The first step is to create mappings between WikiData ID and Wikipedia titles (links).
$ python get_wikipedia_wikidata_mapping.py -w wikidata_dump -o output_file -f filter_claims
$ python get_wikipedia_wikidata_mapping.py -o 2017_mapping_instance_not_subclass.tvs -w ../../data/wikidata-20170213-all.json.gz
When you have the two mappings, you can compare them and obtain the list of out-of-knowledge-base entities.
$ python get_nil_entites.py -o old_wikidata_dump -n new_wikidata_dump -w output_file
$ python get_nil_entites.py -w 2021_minus_2017_instance_not_sublass.txt -o 2017_mapping_instance_not_subclass.tvs -n 2021_mapping_instance_not_subclass.tvs
The last step is to extract context from Wikipedia pages using the two mappings. This might take a while (24-48h).
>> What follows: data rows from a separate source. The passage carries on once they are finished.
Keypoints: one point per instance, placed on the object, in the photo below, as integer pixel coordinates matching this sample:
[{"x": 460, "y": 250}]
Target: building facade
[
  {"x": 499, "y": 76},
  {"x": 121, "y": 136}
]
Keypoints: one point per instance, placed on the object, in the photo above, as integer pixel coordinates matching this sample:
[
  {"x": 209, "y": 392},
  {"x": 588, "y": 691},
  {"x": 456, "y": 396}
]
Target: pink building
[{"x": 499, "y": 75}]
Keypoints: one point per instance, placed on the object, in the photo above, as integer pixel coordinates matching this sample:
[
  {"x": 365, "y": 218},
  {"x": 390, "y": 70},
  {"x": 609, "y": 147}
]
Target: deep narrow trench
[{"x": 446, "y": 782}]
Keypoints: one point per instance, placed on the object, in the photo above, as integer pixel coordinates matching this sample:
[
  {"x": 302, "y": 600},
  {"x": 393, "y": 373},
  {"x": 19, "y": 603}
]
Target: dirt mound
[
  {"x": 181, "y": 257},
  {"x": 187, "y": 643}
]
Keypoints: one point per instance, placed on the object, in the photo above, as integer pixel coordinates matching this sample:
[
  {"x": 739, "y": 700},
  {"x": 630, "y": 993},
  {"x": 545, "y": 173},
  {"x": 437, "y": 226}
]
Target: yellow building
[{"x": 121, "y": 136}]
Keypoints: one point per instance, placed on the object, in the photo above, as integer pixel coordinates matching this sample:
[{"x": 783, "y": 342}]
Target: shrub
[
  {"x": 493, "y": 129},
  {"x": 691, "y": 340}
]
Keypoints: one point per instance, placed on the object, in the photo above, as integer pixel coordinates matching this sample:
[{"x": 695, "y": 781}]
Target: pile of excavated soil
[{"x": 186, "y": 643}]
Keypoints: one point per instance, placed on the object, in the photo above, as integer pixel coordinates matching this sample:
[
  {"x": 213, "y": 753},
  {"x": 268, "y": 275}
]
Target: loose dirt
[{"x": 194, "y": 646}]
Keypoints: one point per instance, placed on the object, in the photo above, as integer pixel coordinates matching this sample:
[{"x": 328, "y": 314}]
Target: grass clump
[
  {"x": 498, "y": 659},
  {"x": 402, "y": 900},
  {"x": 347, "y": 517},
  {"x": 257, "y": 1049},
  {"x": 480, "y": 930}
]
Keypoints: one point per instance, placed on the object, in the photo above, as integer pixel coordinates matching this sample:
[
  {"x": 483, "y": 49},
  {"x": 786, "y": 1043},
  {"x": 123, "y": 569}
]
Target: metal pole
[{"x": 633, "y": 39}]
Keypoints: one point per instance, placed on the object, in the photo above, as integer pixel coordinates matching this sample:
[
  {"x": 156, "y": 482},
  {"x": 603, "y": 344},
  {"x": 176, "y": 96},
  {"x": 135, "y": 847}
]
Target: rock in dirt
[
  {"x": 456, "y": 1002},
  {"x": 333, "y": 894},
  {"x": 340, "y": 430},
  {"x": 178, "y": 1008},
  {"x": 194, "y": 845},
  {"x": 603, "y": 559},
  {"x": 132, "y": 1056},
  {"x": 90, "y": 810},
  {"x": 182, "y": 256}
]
$ python extract_from_wiki_dump.py -m wikdata_wikipedia_mapping -n nil_mapping -o output_file -f wikipedia_dump -x nils_olny
$ python extract_from_wiki_dump.py -n 2021_minus_2017_instance_not_sublass.txt -f ../../data/enwiki-20170220-pages-articles.xml.bz2 -o nil_mentions.json -x True
Abstract of the paper:
The NIL-linking task in Entity Linking deals with cases where the text mentions do not have a corresponding entity in the associated knowledge base. NIL-linking has two sub-tasks: NIL-detection and NIL-disambiguation. NIL-detection identifies NIL-mentions in the text. Then, NIL-disambiguation determines if some NIL-mentions refer to the same out-of-knowledge base entity. Although multiple existing datasets can be adapted for NIL-detection, none of them address the problem of NIL-disambiguation. This paper presents NILK, a new dataset for NIL-linking processing, constructed from WikiData and Wikipedia dumps from two different timestamps. The NILK dataset has two main features: 1) It marks NIL-mentions for NIL-detection by extracting mentions which belong to newly added entities in Wikipedia text. 2) It provides an entity label for NIL-disambiguation by marking NIL-mentions with WikiData IDs from the newer dump.